ATK Trafik İhtisas Dairesi tarafından düzenlenen kusur raporu dosya taraflarına usulüne uygun olarak tebliğ edilmiş, davalılardan … vekili tarafından rapora itiraz edilerek yeniden kusur raporu alınması yönünde talepte bulunulmuş ise de mahkememizce 08/07/2020 tarihli duruşmada ATK Trafik İhtisas Dairesi tarafından düzenlen kusur raporunun dosya içerisindeki belgelerle uyumlu, ayrıntılı inceleme sonucu düzenlenmiş, yargısal denetime ve hüküm kurmaya elverişli, aynı zamanda uyuşmazlığı çözmeye yeterli olduğu kanaatine varılarak talebin reddine karar verilmiştir.
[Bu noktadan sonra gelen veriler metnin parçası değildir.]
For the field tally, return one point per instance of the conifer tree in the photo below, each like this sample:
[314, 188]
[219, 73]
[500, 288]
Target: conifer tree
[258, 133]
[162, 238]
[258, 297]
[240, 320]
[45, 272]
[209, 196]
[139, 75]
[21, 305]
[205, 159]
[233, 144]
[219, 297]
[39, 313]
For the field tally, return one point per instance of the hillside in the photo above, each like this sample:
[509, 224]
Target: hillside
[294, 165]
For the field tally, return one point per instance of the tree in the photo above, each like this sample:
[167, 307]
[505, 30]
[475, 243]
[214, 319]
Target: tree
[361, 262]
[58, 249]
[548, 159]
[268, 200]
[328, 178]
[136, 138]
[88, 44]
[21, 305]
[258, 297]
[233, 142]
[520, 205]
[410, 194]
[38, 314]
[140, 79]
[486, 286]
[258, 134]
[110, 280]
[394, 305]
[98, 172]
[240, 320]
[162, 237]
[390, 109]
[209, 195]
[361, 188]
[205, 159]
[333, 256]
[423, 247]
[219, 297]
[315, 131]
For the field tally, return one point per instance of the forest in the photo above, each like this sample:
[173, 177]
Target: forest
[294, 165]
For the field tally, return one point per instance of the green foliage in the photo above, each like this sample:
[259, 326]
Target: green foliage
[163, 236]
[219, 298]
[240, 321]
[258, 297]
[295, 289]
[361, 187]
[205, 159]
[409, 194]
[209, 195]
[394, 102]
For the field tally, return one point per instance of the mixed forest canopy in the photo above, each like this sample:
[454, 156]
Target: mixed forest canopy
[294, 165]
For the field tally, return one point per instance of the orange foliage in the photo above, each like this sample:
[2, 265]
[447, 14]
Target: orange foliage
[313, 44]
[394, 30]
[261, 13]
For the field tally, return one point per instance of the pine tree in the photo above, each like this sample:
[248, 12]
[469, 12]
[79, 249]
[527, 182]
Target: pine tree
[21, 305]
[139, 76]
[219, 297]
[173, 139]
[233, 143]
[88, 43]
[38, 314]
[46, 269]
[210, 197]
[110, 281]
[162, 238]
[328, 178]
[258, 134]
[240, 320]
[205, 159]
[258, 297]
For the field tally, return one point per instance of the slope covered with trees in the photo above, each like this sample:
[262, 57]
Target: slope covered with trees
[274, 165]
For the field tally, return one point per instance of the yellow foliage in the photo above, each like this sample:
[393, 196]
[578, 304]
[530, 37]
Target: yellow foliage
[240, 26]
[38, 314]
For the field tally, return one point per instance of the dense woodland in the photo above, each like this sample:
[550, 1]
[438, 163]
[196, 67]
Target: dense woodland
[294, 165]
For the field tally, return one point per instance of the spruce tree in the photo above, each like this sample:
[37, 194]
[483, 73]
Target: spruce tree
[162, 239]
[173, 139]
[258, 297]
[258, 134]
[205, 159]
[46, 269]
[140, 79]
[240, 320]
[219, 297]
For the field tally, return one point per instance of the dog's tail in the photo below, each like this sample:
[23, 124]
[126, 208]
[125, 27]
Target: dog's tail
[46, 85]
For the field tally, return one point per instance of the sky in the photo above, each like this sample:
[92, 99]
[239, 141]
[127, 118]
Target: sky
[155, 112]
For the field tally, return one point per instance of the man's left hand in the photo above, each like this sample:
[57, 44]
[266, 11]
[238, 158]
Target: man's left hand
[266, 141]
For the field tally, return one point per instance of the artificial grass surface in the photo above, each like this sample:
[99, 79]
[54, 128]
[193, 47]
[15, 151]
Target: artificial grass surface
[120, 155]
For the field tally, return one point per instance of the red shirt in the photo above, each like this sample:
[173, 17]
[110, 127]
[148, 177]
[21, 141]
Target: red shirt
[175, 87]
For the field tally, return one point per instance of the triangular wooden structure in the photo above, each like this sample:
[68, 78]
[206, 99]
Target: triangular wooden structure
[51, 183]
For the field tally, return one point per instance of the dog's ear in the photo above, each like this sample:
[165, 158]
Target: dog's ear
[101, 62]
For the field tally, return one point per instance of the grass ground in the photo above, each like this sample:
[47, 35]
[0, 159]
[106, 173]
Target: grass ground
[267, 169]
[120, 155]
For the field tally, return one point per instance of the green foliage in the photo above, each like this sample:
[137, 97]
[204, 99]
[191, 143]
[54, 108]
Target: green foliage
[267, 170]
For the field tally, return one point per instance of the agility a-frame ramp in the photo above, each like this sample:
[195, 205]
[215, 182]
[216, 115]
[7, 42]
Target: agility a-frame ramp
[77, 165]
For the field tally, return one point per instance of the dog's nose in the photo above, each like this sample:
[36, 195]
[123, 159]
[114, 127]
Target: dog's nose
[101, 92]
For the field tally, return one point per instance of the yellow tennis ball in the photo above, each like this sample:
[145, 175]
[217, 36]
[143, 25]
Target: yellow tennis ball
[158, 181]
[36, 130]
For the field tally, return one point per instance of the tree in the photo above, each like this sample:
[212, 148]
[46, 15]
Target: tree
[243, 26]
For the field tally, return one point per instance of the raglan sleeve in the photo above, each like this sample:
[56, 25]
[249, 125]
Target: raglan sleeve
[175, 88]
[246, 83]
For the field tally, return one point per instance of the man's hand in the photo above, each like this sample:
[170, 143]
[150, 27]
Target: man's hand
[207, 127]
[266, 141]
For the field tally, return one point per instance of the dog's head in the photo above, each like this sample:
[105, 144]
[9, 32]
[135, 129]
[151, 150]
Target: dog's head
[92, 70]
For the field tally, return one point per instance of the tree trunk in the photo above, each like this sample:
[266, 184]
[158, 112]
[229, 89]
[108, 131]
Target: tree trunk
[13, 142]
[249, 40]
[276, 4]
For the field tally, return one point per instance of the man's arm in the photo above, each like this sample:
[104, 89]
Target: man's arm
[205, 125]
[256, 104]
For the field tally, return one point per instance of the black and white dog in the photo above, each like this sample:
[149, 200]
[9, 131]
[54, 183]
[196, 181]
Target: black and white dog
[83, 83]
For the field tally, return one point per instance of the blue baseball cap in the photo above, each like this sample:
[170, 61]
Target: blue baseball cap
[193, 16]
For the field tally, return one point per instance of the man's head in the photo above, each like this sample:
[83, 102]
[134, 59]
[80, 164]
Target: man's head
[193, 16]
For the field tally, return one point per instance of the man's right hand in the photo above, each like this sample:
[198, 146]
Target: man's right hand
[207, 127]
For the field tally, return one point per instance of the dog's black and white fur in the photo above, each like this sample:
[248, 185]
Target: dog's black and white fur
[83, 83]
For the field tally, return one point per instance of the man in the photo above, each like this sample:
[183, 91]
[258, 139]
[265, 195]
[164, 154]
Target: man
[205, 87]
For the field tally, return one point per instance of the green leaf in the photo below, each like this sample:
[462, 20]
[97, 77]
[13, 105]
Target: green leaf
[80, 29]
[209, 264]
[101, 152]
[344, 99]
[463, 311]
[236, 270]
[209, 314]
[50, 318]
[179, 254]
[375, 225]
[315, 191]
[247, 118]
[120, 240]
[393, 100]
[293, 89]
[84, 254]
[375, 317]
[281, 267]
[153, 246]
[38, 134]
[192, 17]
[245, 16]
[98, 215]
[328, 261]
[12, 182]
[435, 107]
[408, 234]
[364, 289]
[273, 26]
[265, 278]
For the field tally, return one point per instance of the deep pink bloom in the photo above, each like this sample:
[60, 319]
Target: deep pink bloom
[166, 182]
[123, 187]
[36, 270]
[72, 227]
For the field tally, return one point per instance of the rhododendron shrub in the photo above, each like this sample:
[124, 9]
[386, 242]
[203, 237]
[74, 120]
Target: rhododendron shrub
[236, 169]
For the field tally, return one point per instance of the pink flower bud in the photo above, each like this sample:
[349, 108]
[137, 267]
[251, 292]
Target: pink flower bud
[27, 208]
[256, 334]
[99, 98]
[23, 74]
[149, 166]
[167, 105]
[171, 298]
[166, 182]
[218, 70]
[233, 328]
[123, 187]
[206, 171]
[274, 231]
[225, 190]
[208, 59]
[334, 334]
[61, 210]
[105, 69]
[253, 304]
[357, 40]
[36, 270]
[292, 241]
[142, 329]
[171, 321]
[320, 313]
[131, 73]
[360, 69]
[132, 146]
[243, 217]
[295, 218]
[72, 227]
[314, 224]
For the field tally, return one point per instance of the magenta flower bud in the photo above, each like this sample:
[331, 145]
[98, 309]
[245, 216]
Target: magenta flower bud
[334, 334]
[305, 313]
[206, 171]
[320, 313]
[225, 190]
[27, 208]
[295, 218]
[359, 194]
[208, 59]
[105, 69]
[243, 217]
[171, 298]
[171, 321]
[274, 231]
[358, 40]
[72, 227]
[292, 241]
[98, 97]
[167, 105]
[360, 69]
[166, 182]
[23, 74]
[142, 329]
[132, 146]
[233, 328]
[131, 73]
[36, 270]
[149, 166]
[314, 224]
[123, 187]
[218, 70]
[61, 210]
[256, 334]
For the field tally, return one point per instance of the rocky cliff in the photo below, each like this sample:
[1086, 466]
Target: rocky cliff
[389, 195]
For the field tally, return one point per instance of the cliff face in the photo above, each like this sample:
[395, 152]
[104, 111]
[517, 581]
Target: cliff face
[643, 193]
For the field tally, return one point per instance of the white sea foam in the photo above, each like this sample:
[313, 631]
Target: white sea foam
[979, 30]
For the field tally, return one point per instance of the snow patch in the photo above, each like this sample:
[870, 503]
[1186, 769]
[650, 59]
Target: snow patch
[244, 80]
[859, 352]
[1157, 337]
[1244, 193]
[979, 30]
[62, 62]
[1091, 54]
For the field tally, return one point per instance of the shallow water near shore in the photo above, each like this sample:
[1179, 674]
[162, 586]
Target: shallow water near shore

Aynı celsede aktüer hesabı yapılmak üzere dosyanın bilirkişiye tevdi edilmesine karar verilmiş ve dosya 28/07/2020 tarihinde bilirkişiye tevdi edilmiştir.
Aktüer bilirkişi tarafından tanzim edilerek dosyaya sunulan 07/09/2020 tarihli raporda özetle; dosyadaki belgelerin incelenmesi neticesinde 20/11/2017 tarihinde meydana gelen trafik kazası nedeni ile hayatını kaybeden …’nın desteğinden yoksun kalan davacı eşi … için hesaplanan destekten yoksun kalma tazminatının 211.951,07-TL., davacı kızı … için hesaplanan destekten yoksun kalma tazminatının ise 30.574,27-TL. olduğu, buna göre davacıların hesaplanan toplam destekten yoksun kalma tazminatının 242.525,34-TL olduğu, hasar dosyasında sunulan banka dekontuna göre davalı … Sigorta A.Ş. tarafından müteveffanın eşi … için 02/07/2018 tarihinde 157.167,00-TL., kızı… için 27/06/2018 tarihinde 2.140,00-TL. ödeme yapıldığının görüldüğü, bu itibarla takdiri mahkemeye ait olmak üzere davalı sigorta şirketince davacı eş …’a ödenen destekten yoksun kalma tazminatının 09/09/2020 rapor tarihi itibariyle güncel değerinin 188.169,81-TL., davacı kızı…’e ödenen destekten yoksun kalma tazminatının 09/09/2020 rapor tarihi itibariyle güncel değerinin ise 2.564,78-TL. olduğu, davalı sigorta şirketi tarafından davacılara yapılan ödemelerin hesaplanan güncel değerlerinin tenzili sonrası davacıların bakiye destekten yoksun kalma tazminatlarının ise davacı eş … için 23.781,26-TL., davacı kızı … için 28.009,49-TL. olmak üzere toplam 51.790,75-TL. olarak hesaplandığı, davalı … Sigorta A.Ş. tarafından sigortalanan … plakalı aracın 2017 yılı teminat limitinin 330.000,00-TL olduğu, sorumluluk, temerrüt tarihi, manevi tazminat ve faiz türü gibi hukuki olgular hakkında nihai takdirin mahkemeye ait olduğu şeklinde görüş ve kanaat bildirilmiştir.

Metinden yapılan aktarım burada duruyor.